EUR/USD daily chart with support and resistance lines on it. Click to enlarge:

  1. Flash PMIs: Monday morning: 7:00 for France, 7:30 for Germany and 8:00 for the euro-zone. In June, French manufacturing PMI stood at 54.8 according to the final figure. Any score above 50 reflects expansion. The services sector had a better score of 56.9 points. In Germany, manufacturing reached very high levels, at 59.6. Services lagged behind with 54 points. For the whole euro-zone, a score of 57.4 was reported for manufacturing and 55.4 for services.
  2. German Ifo Business Climate: Tuesday, 8:00. Germany’s No. 1 Think Tank has been reporting improvements in business confidence.
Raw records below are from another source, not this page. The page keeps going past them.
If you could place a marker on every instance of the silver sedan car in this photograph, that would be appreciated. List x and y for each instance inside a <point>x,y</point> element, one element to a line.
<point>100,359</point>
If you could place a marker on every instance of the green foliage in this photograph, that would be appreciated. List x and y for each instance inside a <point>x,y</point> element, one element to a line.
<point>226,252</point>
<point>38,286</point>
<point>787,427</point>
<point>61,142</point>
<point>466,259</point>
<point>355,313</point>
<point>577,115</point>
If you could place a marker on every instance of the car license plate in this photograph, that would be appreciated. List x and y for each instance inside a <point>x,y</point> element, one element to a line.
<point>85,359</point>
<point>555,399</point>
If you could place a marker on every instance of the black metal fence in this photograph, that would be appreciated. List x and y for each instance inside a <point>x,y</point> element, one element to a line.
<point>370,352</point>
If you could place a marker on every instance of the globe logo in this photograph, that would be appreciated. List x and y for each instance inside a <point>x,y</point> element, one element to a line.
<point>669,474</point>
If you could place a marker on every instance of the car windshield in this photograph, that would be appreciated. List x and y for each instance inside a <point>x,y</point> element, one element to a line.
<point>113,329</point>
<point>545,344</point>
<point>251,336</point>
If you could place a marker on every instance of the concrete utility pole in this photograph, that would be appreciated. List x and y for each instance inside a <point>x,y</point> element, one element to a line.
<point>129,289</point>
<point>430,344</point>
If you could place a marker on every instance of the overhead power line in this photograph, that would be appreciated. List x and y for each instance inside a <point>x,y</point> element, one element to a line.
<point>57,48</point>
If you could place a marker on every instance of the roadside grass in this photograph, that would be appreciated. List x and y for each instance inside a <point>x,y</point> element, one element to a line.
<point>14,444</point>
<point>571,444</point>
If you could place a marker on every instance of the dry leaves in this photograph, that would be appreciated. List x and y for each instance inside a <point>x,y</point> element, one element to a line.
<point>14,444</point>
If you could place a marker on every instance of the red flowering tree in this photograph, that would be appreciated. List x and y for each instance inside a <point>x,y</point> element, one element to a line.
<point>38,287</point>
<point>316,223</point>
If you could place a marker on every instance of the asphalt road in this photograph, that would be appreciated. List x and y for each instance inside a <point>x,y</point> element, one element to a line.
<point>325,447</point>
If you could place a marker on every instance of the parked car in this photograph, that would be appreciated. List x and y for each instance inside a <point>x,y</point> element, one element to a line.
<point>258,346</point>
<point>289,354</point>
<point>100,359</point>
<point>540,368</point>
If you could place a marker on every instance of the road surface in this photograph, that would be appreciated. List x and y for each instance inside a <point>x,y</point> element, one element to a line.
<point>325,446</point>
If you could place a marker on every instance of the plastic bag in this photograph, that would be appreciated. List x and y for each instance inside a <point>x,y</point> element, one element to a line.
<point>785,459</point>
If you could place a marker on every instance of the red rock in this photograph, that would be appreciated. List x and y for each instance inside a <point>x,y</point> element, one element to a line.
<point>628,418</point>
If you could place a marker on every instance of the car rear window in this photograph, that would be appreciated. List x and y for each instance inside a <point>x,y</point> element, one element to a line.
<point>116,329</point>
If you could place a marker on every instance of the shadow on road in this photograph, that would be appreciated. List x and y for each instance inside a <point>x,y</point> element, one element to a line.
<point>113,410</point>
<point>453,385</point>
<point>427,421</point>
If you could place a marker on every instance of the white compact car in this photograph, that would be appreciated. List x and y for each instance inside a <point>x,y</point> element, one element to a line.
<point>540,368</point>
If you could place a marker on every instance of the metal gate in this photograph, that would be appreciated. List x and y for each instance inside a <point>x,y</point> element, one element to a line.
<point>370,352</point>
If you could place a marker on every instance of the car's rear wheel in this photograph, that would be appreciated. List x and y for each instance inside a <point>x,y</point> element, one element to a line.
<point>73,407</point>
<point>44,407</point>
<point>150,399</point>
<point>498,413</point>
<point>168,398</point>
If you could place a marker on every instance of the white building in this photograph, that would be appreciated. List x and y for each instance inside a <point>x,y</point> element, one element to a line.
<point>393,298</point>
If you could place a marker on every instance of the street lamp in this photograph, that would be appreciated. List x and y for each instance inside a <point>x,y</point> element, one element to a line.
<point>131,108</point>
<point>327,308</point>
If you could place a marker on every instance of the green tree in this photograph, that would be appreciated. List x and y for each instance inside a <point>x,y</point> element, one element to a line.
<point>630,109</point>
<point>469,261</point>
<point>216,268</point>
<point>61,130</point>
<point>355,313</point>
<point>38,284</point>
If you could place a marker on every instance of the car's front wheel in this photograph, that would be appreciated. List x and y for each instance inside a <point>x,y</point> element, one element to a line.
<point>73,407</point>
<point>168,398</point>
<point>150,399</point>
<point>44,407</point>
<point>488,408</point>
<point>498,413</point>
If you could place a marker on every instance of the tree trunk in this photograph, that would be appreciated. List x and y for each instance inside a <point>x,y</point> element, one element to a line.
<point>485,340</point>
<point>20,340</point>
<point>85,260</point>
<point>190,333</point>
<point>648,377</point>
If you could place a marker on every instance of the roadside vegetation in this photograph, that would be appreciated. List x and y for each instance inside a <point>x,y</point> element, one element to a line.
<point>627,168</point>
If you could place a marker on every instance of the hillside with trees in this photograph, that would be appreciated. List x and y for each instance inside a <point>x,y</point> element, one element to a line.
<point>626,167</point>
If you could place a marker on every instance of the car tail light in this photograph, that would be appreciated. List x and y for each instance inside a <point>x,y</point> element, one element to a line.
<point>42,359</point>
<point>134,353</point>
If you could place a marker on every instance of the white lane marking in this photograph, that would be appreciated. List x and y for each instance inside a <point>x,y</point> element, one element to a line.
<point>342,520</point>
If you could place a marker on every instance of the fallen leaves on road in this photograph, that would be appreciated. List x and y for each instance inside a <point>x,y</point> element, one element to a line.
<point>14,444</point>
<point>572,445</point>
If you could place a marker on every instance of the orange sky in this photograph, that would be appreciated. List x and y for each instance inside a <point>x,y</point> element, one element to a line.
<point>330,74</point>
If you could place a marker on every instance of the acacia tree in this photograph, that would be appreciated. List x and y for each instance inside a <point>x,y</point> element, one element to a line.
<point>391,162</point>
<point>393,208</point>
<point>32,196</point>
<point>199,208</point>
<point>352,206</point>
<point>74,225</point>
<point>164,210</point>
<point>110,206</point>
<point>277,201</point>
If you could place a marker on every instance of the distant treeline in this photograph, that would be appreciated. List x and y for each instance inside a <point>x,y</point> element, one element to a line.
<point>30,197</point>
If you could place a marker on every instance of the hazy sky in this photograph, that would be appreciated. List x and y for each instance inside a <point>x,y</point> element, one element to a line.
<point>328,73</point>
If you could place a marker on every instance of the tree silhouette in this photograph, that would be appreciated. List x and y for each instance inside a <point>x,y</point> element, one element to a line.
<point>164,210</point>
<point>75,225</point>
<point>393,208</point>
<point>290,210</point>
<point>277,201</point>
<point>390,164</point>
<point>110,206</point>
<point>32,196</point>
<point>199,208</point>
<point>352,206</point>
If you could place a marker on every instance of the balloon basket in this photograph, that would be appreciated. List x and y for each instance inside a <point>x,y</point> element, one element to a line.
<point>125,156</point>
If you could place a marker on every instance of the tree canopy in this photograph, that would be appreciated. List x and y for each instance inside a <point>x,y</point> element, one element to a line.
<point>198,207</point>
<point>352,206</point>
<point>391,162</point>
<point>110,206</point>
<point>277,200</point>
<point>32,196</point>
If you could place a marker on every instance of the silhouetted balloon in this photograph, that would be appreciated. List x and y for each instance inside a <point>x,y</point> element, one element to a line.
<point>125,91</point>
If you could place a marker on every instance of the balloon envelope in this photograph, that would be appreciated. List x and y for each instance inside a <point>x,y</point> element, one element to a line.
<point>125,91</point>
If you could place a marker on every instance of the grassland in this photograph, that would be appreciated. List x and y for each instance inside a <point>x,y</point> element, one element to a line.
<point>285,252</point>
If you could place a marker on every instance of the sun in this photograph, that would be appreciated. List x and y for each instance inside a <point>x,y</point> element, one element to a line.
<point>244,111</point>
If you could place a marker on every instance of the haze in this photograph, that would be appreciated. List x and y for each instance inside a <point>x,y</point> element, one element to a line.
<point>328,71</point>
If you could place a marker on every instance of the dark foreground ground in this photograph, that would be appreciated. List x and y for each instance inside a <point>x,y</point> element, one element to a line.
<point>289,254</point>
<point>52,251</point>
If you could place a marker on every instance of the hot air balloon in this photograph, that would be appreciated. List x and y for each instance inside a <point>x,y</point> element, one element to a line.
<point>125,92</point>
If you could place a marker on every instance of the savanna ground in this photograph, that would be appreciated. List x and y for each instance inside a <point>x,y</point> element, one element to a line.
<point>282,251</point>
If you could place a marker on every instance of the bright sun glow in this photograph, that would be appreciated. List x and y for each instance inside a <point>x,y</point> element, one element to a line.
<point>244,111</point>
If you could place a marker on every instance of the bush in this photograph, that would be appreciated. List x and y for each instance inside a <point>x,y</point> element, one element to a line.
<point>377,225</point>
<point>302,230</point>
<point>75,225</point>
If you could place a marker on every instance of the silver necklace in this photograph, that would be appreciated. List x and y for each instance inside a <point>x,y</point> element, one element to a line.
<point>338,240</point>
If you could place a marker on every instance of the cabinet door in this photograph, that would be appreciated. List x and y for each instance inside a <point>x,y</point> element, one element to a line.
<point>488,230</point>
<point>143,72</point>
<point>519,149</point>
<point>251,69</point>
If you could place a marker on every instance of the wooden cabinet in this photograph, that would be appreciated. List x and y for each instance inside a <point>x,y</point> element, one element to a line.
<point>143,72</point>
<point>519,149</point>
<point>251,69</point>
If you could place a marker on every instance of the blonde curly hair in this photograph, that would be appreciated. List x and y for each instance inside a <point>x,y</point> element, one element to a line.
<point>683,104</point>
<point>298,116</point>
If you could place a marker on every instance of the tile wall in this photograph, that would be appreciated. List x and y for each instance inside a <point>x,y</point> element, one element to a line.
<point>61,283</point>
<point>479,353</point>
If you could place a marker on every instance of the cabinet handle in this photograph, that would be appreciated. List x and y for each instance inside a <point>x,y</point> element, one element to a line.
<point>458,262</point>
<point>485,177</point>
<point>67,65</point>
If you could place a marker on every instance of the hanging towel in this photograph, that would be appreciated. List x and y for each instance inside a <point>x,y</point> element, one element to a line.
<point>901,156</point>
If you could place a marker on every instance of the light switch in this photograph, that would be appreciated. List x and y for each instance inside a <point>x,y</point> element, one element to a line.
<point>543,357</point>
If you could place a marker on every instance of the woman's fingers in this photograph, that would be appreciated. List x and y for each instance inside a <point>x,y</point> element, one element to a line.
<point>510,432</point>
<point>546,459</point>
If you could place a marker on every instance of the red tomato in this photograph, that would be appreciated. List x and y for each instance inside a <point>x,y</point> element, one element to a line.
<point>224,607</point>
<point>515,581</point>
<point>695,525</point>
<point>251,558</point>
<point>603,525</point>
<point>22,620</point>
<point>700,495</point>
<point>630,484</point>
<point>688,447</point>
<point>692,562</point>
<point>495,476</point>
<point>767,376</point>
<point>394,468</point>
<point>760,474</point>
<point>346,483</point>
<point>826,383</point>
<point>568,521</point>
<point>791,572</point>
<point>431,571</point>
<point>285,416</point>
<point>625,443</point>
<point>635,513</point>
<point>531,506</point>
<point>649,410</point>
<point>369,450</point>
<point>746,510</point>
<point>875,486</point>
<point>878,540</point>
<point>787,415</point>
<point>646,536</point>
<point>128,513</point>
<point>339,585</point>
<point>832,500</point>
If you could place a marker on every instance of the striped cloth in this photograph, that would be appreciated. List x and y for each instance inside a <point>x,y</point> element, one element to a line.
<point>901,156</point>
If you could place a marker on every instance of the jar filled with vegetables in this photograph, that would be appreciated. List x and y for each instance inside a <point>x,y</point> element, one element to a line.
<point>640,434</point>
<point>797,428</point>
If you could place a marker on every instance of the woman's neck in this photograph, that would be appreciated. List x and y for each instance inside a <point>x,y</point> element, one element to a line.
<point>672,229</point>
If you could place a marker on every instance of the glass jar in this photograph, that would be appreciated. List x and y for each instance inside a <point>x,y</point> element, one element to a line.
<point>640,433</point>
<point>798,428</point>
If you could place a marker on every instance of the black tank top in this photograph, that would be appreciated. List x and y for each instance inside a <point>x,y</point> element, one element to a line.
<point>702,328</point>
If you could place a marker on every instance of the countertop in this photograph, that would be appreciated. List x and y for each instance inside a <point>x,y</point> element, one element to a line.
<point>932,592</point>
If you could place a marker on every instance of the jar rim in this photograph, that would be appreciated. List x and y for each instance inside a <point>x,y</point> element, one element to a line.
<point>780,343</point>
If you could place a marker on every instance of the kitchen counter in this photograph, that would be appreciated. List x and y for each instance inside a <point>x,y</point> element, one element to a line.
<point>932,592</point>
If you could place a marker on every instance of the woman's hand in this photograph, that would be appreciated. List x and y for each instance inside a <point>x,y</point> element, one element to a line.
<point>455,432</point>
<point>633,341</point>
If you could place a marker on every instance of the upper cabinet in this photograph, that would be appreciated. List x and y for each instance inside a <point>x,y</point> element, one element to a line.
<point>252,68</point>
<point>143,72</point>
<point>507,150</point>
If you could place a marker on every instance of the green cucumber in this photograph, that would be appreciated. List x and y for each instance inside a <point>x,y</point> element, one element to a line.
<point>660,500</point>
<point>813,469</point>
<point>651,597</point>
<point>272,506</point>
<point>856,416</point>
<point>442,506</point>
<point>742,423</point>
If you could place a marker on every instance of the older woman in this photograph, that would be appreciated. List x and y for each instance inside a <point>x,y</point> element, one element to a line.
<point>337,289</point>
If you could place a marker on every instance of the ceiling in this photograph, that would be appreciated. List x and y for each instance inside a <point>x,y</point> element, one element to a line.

In June, the score reached 115.1 points.
  3. Belgian NBB Business Climate: Tuesday, 13:00. This wide survey got very close to 0 from the bottom but failed to top it last month. The score disappointed with -2 points for June, reflecting a deteriorating situation.
  4. Spanish Unemployment Rate: Thursday, 7:00. The fourth-largest economy in the euro-zone still suffers from a high level of unemployment, despite the recovery. It bounced back up to 18.8% in Q1, and an improvement is likely for Q2 2017.
  5. German GfK Consumer Climate: Thursday, 7:00. Similar to business confidence, also consumer confidence is on the rise, reaching 10.6 points in June. Will it continue rising? While the German exports machine continues humming along, consumers are not spending very heavily.
  6. Monetary data: Thursday, 8:00. M3 Money Supply, or the money in circulation, has been at a robust 5% in May. Private loans accelerated to a level of 2.6% and could now continue rising. More money and loans mean more economic activity and a potential for higher inflation.
  7. French GDP: Friday, 5:30. The second-largest economy in the euro-zone enjoyed a solid growth rate of 0.5% according to the final read for Q1 2017. We now get the first estimate for Q2 2017.
  8. German Import Prices: Friday, 6:00. Prices of imported goods, such as energy in Germany’s case, eventually reach consumer prices, but tend to be quite volatile. A drop of 1% was seen in May.
  9. French CPI: Friday, 6:45. In June, month over month prices remained flat in France, as widely expected. The figure feeds into the all-European measure. Note that France releases its consumer spending measure at the same time, but inflation has a more significant impact.
  10. Spanish CPI: Friday, 7:00. Spain saw inflation rising from the deep deflationary levels to 3% but it fell quickly back to 1.5% y/y in June. We now get the preliminary rate for July.
  11. Spanish GDP: Friday, 7:00. Among the continent’s large economies, Spain enjoys persistently high growth. Quarterly growth of no less than 0.8% was seen in Q1 and a similar figure could be seen for Q2.
  12. German CPI: Friday, the states release the numbers throughout the morning and the all-German figure is published at 12:00. Consumer prices rose by 0.2% m/m in Germany in June, beating expectations and eventually pushing the all-European inflation higher.

* All times are GMT

EUR/USD Technical Analysis

Euro/dollar was initially capped at the 1.1445 level (mentioned last week[5]). This did not last too long before a decisive rise sent it much higher.

Technical lines from top to bottom:

We start from higher ground this time. 1.2040 was the low point in 2012 and close to the round number of 1.20. It is followed by 1.1876, the trough in 2010.

1.1712 was the swing high in August 2015, the highest point after the ECB announced QE. 1.1620 was a swing high in May 2016.

1.1580 was a stepping stone for the pair on the way up in July 2017. It is followed by the round number of 1.15.

1.1445 is the June 2017 peak and immediate resistance. 1.1390 is the post-breakout low and works as support.

1.13 is the top line seen in November before the collapse. 1.1230 capped the pair in June.

1.1160 was a low point in May, where the pair retreated to after hitting new highs. The round number of 1.11 was a swing low in late May.

I turn from bullish to neutral on EUR/USD

The pair had a good run, and for good reasons: the euro-zone leads in growth and in politics. The monetary advantage that the US has is eroding. However, the pair had a strong run. Apart from the natural correction, the ECB could try to dampen the euro’s rise.